What does a happy customer look like? It’s not the person that’s silently getting on with things, never raising a concern but never really advocating or showing loyalty for a brand either. No, a happy customer is the customer who can’t wait to tell their friends about the products or the service they received… it’s the person who wouldn’t dream of taking their business anywhere else. This type of client is what every company wants to cultivate.
By focusing on customer satisfaction, this should be easy enough to achieve. Too often, companies manage to overlook the strategies that are right in front of them, instead of taking hold of every opportunity to improve their relationships with customers. As leading customer experience management firm nanorep note in their list of essential steps to increase customer satisfaction, the result can include improved income, client retention and Client Lifetime Value (CLV). But how can companies actually make this happen?
Use CSAT metrics to their full potential
Customer Satisfaction Scores (CSATs) are used by businesses of all shapes and sizes, to find out what customers really think of the service they receive. But they also hold a rich array of other customer satisfaction insights for the companies that are savvy enough to dig further and run in-depth analysis.
Take Shop Direct’s latest customer service innovation, for instance. They discovered that ‘Our customers want to chat to us as they do their friends on WhatsApp’ – and used that information to innovate their own customer service app. Based on surveys conducted among clients, the app is offering instant answers to common questions, as well as tracking information.
Make every interaction a chance to convince the client to stay
No interaction between a customer and a company should become a squandered opportunity. Whether it’s by telephone, over social media or in an online service chat, customers need to see a business at its best. The smallest interaction can become a chance to improve loyalty by doing something extra – even if that just means taking the time to ask whether or not somebody is having a good day.
Spend time interacting with clients online
With companies like JetBlue Airways and LinkedIn becoming famous for their online customer service, it’s clear that consumers are taking note of how well businesses can handle queries that are made in front of a wider online audience. They also set a great example to other brands, giving quick responses and genuine human interaction to the people that come to them for help.

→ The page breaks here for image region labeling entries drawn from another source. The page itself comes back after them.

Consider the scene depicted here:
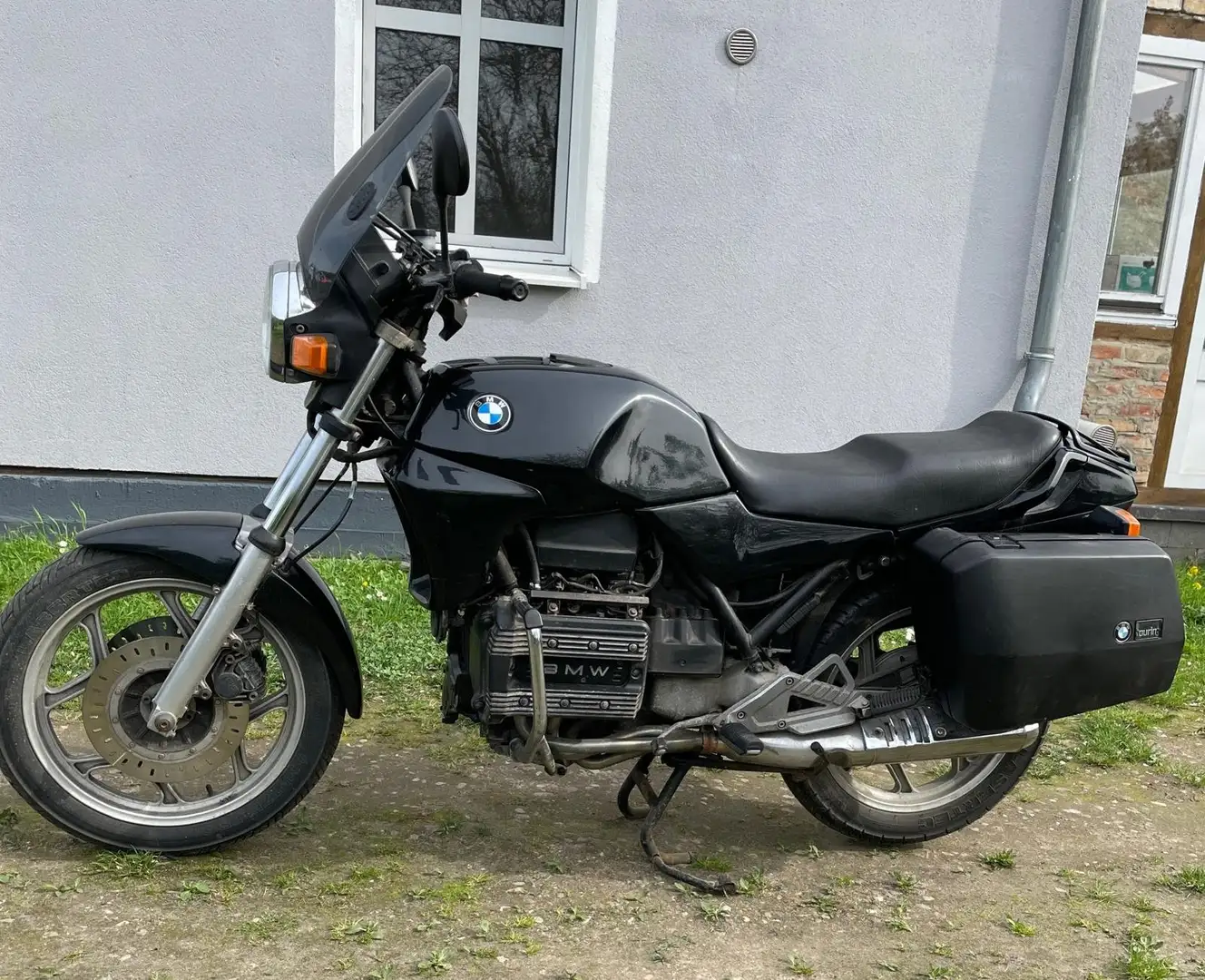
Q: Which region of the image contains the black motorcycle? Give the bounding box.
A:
[0,67,1184,889]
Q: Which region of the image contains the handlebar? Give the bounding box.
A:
[452,261,528,302]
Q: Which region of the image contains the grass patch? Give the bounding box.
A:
[736,867,770,896]
[1116,926,1179,980]
[808,892,841,918]
[330,918,385,946]
[88,851,162,880]
[691,855,732,874]
[787,952,816,976]
[410,874,486,925]
[1158,864,1205,895]
[887,902,912,932]
[980,848,1017,871]
[1083,877,1117,906]
[416,950,452,975]
[1161,762,1205,789]
[313,557,446,705]
[1147,565,1205,710]
[1075,705,1156,769]
[699,898,732,926]
[239,913,298,945]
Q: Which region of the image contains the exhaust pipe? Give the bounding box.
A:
[747,709,1041,770]
[548,708,1041,771]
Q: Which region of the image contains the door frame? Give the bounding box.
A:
[1132,12,1205,506]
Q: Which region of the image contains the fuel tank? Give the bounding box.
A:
[381,356,728,610]
[407,355,728,511]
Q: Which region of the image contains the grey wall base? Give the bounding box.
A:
[1134,504,1205,562]
[0,470,410,559]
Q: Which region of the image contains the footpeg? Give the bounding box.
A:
[716,720,765,756]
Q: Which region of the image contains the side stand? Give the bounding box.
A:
[616,755,736,895]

Deliver what was promised… and then some
Do the expectations that a company sets for their customers need to be realistic? It can certainly be useful to undersell services – such as how long it will take for a customer service message to be responded to – if this will result in a brand not just meeting its targets, but surpassing them.
Offer something extra
Businesses that decide to give a little extra ensure they’ll be remembered positively. Take Firebox as just one example: they have been known to send sweets with their parcels, an added extra that has even found its way into positive comments on their online reviews.
Use metrics to measure whether customers are getting what they expected
Don’t just measure how customers feel about different parts of their experience, but also compare that information to the expectations you’ve set up. Crucial KPIs here include questions that probe whether or not clients would return to the business, and whether they would recommend it to their friends.
Make the first move
With so much data available to predict what customers will do next, there’s really no reason for companies to be shy. Email marketing is probably the most prominent example, since businesses that do it right can prompt their customers with a friendly newsletter or offer at just the right time. Birchbox have shown everybody else how it’s done, by sending out discounts as a ‘belated extra’, just after customers receive their latest box.
Personalize the service experience
Whether it’s the simple step of always making sure the customer is addressed by name, or the more complex decision to craft a coherent brand identity, this means creating a connection that feels human, not automated.
Make the whole team aware of complaints
Bill Gates has said that the unhappy customers are the greatest source of learning, and good businesses know that this applies to everybody, not just the management. Genuine complaints can be used as the basis for constructive feedback, training sessions, and brainstorming potential solutions.
Consider speed as the secondary concern
Great service comes first, speed of resolution comes second. This is the secret that sets excellent customer service teams apart; although the speed with which customers are responded to is important, once they’re talking to a representative they’d rather be given a proper solution than a rushed one.
Brands with clients who’ll evangelize for them, pledge their loyalty to them and shout about them to their friends aren’t just companies that got lucky. This kind of customer satisfaction takes hard work – and the measures laid out above are all excellent opportunities for this type of growth.